Group Abstract Group Abstract

Message Boards Message Boards

CSS Selectors 3 for Symbolic XML

Posted 7 years ago

Introduction

Implementation of CSS Selectors 3 for Wolfram Language SymbolicXML expressions. This work is motivated by the Stack Exchange post css-selectors-for-symbolic-xml. The full package with the examples shown below can be download from the github repo here. The standalone package is attached to this community post but may not remain as up to date as the repo.

The CSS Selectors 3 specification is followed as far as possible, but I make no claims to be absolutely conformant. For example, being that WL SymbolicXML is a static expression, any HTML/XML elements such as dynamic pseudo classes (e.g. active/hover/focus) and pseudo elements (e.g. before/after) are not found.

Load Package

In[] := Needs["Selectors3`"]

Testing on HTML source

Being a little meta, let's test this against the WC3 page for Selectors Level 3.

In[] := document = Import["https://www.w3.org/TR/selectors-3/", "XMLObject"];

Look for elements that belong to classes that contain the letter 'h'.

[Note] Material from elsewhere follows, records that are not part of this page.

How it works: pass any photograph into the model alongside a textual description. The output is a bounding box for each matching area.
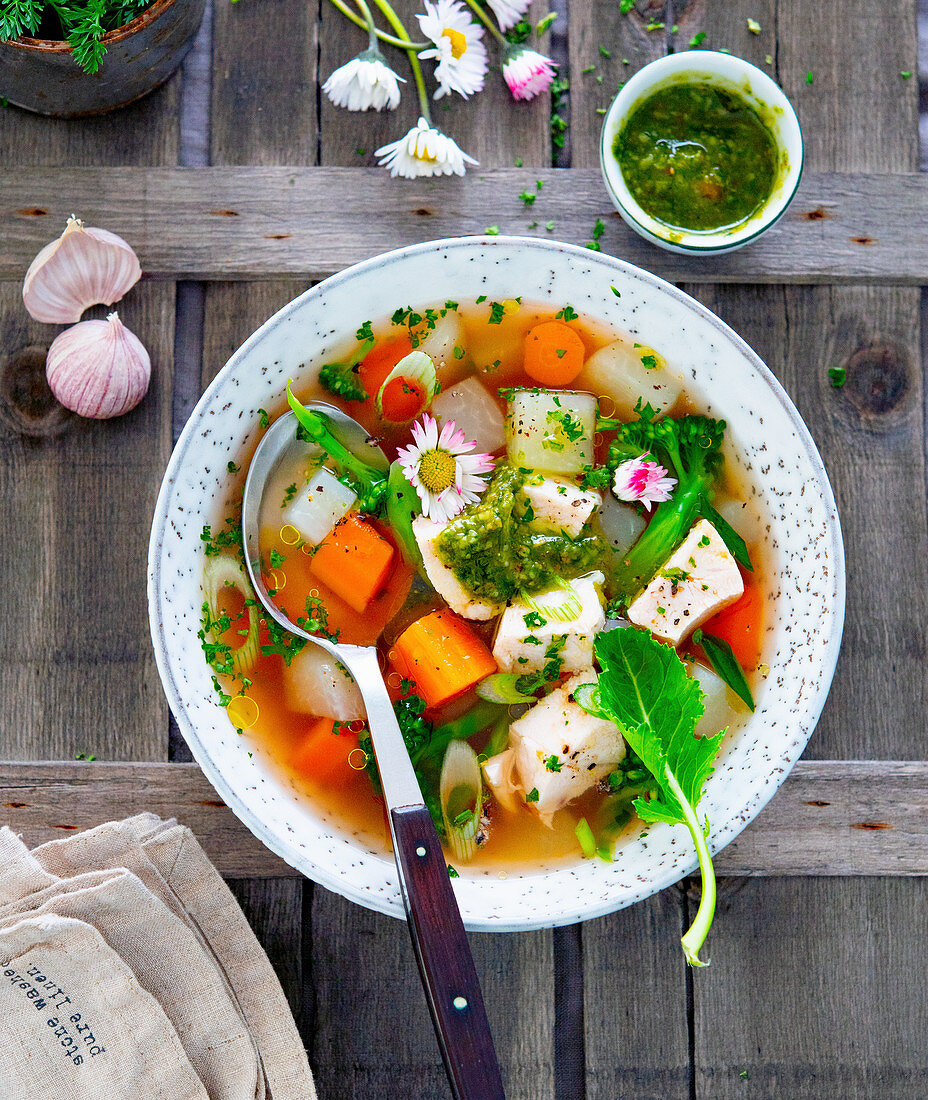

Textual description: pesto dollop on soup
[612,84,777,231]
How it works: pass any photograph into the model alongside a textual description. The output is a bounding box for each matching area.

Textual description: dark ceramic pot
[0,0,206,119]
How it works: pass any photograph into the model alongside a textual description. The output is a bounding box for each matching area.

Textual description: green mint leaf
[693,630,754,712]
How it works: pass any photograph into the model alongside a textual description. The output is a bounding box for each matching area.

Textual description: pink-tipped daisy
[612,453,676,512]
[502,46,554,99]
[397,413,494,524]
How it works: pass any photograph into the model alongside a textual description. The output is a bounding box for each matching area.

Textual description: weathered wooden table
[0,0,928,1100]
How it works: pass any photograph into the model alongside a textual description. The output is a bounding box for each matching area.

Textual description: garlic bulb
[23,215,142,325]
[45,314,152,420]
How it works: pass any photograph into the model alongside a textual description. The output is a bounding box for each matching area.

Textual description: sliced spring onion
[522,578,583,623]
[439,741,484,862]
[474,672,535,705]
[203,554,258,672]
[574,817,596,859]
[377,351,439,416]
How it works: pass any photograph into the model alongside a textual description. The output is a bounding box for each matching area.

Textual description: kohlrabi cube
[281,466,357,547]
[506,389,596,476]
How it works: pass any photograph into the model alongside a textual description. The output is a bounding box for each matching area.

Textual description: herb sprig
[0,0,150,73]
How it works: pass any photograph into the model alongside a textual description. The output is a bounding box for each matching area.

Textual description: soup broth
[203,299,763,873]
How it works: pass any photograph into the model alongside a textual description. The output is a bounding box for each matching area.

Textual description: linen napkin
[0,914,208,1100]
[0,814,316,1100]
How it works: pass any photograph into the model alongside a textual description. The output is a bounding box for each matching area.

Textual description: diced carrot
[380,378,426,424]
[290,718,357,783]
[391,609,497,708]
[703,574,763,670]
[357,337,412,402]
[309,512,396,612]
[524,321,585,386]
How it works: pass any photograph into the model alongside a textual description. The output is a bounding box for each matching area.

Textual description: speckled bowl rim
[147,237,846,932]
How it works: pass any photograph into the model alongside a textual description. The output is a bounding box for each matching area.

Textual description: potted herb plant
[0,0,206,118]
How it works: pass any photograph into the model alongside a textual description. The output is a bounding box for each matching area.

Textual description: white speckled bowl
[148,237,844,932]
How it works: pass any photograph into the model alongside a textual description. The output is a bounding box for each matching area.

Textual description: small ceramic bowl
[148,237,844,932]
[599,50,803,256]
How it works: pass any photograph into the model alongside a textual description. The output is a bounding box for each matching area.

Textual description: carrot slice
[309,512,396,612]
[391,609,497,708]
[357,337,412,404]
[703,573,763,670]
[290,718,357,783]
[524,321,585,386]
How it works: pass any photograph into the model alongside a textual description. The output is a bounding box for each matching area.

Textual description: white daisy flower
[397,413,494,524]
[374,118,477,179]
[416,0,489,99]
[502,46,554,99]
[322,50,406,111]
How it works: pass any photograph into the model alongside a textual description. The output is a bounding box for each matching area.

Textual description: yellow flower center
[419,449,457,493]
[441,28,467,61]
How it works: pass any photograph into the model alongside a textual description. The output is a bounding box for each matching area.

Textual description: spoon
[242,403,505,1100]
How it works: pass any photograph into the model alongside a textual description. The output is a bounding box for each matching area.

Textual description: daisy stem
[374,0,432,125]
[464,0,509,50]
[331,0,428,50]
[354,0,377,50]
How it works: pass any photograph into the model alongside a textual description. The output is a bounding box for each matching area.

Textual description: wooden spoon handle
[390,805,506,1100]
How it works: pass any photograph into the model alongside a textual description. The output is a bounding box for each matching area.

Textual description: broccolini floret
[287,382,387,512]
[607,416,751,604]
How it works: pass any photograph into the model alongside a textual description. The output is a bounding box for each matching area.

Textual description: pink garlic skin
[45,314,152,420]
[23,216,142,325]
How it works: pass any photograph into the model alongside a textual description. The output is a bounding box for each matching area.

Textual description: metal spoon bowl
[242,403,504,1100]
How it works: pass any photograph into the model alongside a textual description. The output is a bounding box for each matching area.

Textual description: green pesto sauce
[435,465,606,603]
[612,84,777,230]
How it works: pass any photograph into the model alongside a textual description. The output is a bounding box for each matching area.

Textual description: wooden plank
[0,760,928,878]
[211,0,318,164]
[0,283,174,760]
[310,888,553,1100]
[691,0,928,1100]
[583,887,689,1100]
[0,10,180,760]
[690,879,928,1100]
[559,0,672,167]
[0,167,928,285]
[0,65,183,169]
[228,875,311,1029]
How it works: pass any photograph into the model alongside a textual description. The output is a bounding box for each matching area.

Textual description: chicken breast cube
[281,466,357,547]
[628,519,744,646]
[284,642,367,722]
[493,573,606,672]
[484,749,526,813]
[509,668,626,825]
[522,477,603,539]
[412,516,501,619]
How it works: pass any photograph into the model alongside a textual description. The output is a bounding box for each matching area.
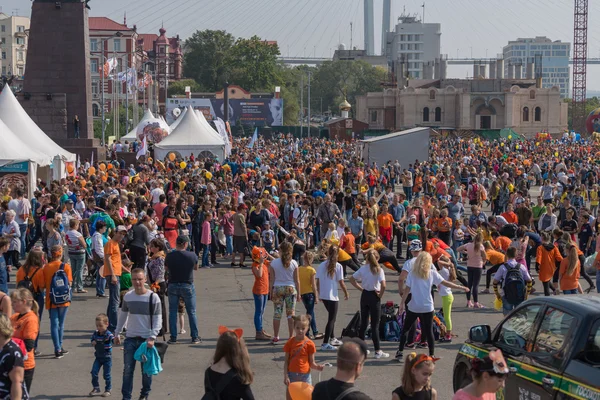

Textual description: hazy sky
[0,0,600,90]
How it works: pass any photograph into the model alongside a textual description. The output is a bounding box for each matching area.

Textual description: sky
[0,0,600,91]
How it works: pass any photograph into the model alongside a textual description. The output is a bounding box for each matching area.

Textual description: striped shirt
[116,290,162,339]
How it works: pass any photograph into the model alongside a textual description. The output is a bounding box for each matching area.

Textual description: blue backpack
[50,263,71,305]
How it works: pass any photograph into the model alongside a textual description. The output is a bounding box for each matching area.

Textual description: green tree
[230,36,280,91]
[169,79,202,96]
[183,29,235,92]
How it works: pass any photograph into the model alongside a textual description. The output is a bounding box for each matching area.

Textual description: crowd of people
[0,136,600,400]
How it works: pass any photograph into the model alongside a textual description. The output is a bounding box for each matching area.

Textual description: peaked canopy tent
[358,128,429,166]
[121,108,156,140]
[0,86,77,161]
[154,108,225,161]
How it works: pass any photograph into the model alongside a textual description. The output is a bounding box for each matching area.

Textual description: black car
[453,295,600,400]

In[] := Position[document, Selector["[class*=h]"]]
Out[] = {{2, 3, 2, 3, 2}, {2, 3, 2, 3, 484}, {2, 3, 2, 3, 488}, {2, 3, 2, 3, 2, 3, 11}}

In[] := Extract[document, %][[All, 1 ;; 2]] // Column
Out[] = {
 {XMLElement["div", {"class" -> "head"}]},
 {XMLElement["dl", {"class" -> "bibliography"}]},
 {XMLElement["dl", {"class" -> "bibliography"}]},
 {XMLElement["p", {"class" -> "copyright"}]}
}

Look for elements of class '.no-num'

In[] := Extract[document, Position[document, Selector[".no-num"]]] // Column
Out[] = {
 {XMLElement["h2", {"class" -> "no-num no-toc", "id" -> "abstract"}, {"Abstract"}]},
 {XMLElement["h2", {"class" -> "no-num no-toc", "id" -> "status"}, {"Status of this document"}]},
 {XMLElement["h2", {"class" -> "no-num no-toc", "id" -> "contents"}, {"Table of contents"}]},
 {XMLElement["h2", {"class" -> "no-num no-toc"}, {"W3C Recommendation 06 November 2018"}]}
}

Check specificity of the selector

In[] := Selector[document, "[class~=a] b > *:link"]["Specificity"]
Out[] = {0, 2, 1}

In[] := Selector[document, "[class~=a] b > :not(p)"]["Specificity"]
Out[] = {0, 1, 2}

In[] := Selector[document, "#welcome"]["Specificity"]
Out[] = {1, 0, 0}

Testing on XML source

In[] := str = "<html xml:lang='zh'><head><title>Test</title></head><body \
        xmlns='http://www.w3.org/1999/xhtml'><p lang='en' class='red' \
        myid='unique'>Here is some math.</p><p><m:math \
        xmlns:m='http://www.w3.org/1998/Math/MathML'><m:mi \
        m:title='cat'>x</m:mi><m:mo>+</m:mo><m:mn>1</m:mn></m:math></p></body>\
        \n</html>";
     
In[] := obj = ImportString[str, "XML"];

Namespace

If the selector does not specify a namespace, then the namespace is ignored:

In[] := Selector[str, "mo"]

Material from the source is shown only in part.